9-1-1 is an American procedural television series created by Ryan Murphy, Brad Falchuk, and Tim Minear for the Fox Broadcasting Company. The series follows the lives of Los Angeles first responders: police officers, paramedics, firefighters, and dispatchers.

The series stars Angela Bassett, Peter Krause, Oliver Stark, Aisha Hinds, Kenneth Choi, Rockmond Dunbar, Connie Britton, Jennifer Love Hewitt, Ryan Guzman, Corinne Massiah, Marcanthonee Jon Reis, Gavin McHugh, and John Harlan Kim. The series premiered on January 3, 2018.  9-1-1 is a joint production between Reamworks, Brad Falchuk Teley-Vision and Ryan Murphy Television in association with 20th Television. In March 2019, Fox renewed the series for a third season, which premiered on September 23, 2019. In April 2020, Fox renewed the series for a fourth season, which premiered on January 18, 2021. In May 2021, the series was renewed for a fifth season, which premiered on September 20, 2021. In May 2022, the series was renewed for a sixth season, which premiered on September 19, 2022.

Cast and characters

 Angela Bassett as Athena Grant-Nash (née Carter), LAPD patrol sergeant, Bobby's wife 
 Peter Krause as Robert "Bobby" Nash, LAFD Station 118 captain, Athena's husband
 Oliver Stark as Evan "Buck" Buckley, firefighter, Maddie's brother  
 Aisha Hinds as Henrietta "Hen" Wilson, firefighter and paramedic 
 Kenneth Choi as Howard "Howie"/"Chimney" Han, firefighter and paramedic 
 Rockmond Dunbar as Michael Grant, Athena's ex-husband (seasons 1–5)
 Connie Britton as Abigail "Abby" Clark, 911 operator (season 1; special guest season 3)
 Jennifer Love Hewitt as Maddie Buckley (formerly Kendall), Buck's sister, and a trained nurse.

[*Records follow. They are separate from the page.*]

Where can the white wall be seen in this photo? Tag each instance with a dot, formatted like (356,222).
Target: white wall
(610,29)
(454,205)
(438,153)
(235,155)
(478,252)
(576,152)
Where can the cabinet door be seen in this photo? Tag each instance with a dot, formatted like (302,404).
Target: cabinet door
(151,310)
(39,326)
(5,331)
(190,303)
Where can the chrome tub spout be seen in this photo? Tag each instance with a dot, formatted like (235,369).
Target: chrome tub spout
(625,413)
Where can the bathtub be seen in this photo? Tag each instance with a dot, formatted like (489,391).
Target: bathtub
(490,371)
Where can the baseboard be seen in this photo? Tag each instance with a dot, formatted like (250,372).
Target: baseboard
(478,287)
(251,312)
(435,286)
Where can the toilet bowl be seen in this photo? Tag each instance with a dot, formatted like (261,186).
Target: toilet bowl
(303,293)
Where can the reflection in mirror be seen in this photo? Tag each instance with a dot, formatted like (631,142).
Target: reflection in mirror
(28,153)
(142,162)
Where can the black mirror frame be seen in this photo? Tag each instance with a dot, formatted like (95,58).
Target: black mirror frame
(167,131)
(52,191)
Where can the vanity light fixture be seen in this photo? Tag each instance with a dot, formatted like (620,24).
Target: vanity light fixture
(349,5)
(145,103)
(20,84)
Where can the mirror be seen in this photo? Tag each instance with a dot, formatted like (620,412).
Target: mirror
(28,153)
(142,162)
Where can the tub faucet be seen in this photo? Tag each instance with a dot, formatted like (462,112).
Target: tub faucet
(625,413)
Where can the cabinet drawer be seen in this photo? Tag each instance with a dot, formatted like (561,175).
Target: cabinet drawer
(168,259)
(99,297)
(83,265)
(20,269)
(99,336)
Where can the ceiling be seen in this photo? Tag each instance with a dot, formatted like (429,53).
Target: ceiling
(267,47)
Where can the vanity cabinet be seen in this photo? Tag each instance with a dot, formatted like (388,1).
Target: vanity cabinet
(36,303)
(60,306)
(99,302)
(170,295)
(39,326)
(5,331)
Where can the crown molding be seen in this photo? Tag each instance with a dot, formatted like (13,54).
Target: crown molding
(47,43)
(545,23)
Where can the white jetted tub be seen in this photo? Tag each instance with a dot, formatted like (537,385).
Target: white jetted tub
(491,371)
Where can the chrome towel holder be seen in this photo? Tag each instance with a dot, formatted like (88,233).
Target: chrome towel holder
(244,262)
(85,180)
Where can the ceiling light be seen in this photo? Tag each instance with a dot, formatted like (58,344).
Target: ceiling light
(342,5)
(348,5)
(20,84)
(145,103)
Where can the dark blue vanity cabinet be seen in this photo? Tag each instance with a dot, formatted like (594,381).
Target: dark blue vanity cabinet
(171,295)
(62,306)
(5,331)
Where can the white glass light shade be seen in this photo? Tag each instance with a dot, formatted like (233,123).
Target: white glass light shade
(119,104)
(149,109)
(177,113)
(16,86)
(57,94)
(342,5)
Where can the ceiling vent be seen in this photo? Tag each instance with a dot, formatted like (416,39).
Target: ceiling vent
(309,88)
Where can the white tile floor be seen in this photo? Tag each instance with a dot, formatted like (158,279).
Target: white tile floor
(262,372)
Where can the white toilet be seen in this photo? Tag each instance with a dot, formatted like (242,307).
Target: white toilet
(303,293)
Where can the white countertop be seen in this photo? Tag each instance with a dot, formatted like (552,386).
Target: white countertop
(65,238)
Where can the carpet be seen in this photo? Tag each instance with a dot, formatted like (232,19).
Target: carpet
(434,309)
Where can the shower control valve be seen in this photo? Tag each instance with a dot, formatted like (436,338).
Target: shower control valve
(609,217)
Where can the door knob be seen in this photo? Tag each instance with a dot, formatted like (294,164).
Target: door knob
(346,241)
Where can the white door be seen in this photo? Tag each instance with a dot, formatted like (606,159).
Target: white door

She comes to Los Angeles and becomes a 911 operator (season 2–present) 
 Ryan Guzman as Edmundo "Eddie" Díaz, firefighter and paramedic (season 2–present)
 Corinne Massiah as May Grant, Athena and Michael's daughter, Bobby's stepdaughter (season 2–present; recurring season 1)
 Marcanthonee Jon Reis as Harry Grant, Athena and Michael's son, Bobby's stepson (seasons 2–6; recurring season 1)
 Gavin McHugh as Christopher Díaz, Eddie's son (season 3–present; recurring season 2)
 John Harlan Kim as Albert Han, Chimney’s half-brother (season 4; guest seasons 3, 6, recurring season 5)

Episodes

Production

Development
The series is produced by 20th Television (formerly 20th Century Fox Television), with Murphy, Falchuk, Minear, and Bradley Buecker as executive producers along with cast members Angela Bassett and Peter Krause. Minear also serves as showrunner and Buecker directed the premiere episode. On January 16, 2018, Fox renewed the series for an eighteen-episode second season. The second season premiered with a special episode on Sunday, September 23, 2018, at 8 p.m. EDT; the second episode aired in the series's regular 9 p.m. EDT time slot on Monday, September 24, 2018.  On March 25, 2019, Fox renewed the series for a third season which premiered on September 23, 2019. On April 13, 2020, Fox renewed the series for a fourth season which premiered on January 18, 2021. On May 17, 2021, Fox renewed the series for a fifth season which premiered on September 20, 2021. On May 16, 2022, Fox renewed the series for a sixth season which premiered on September 19, 2022.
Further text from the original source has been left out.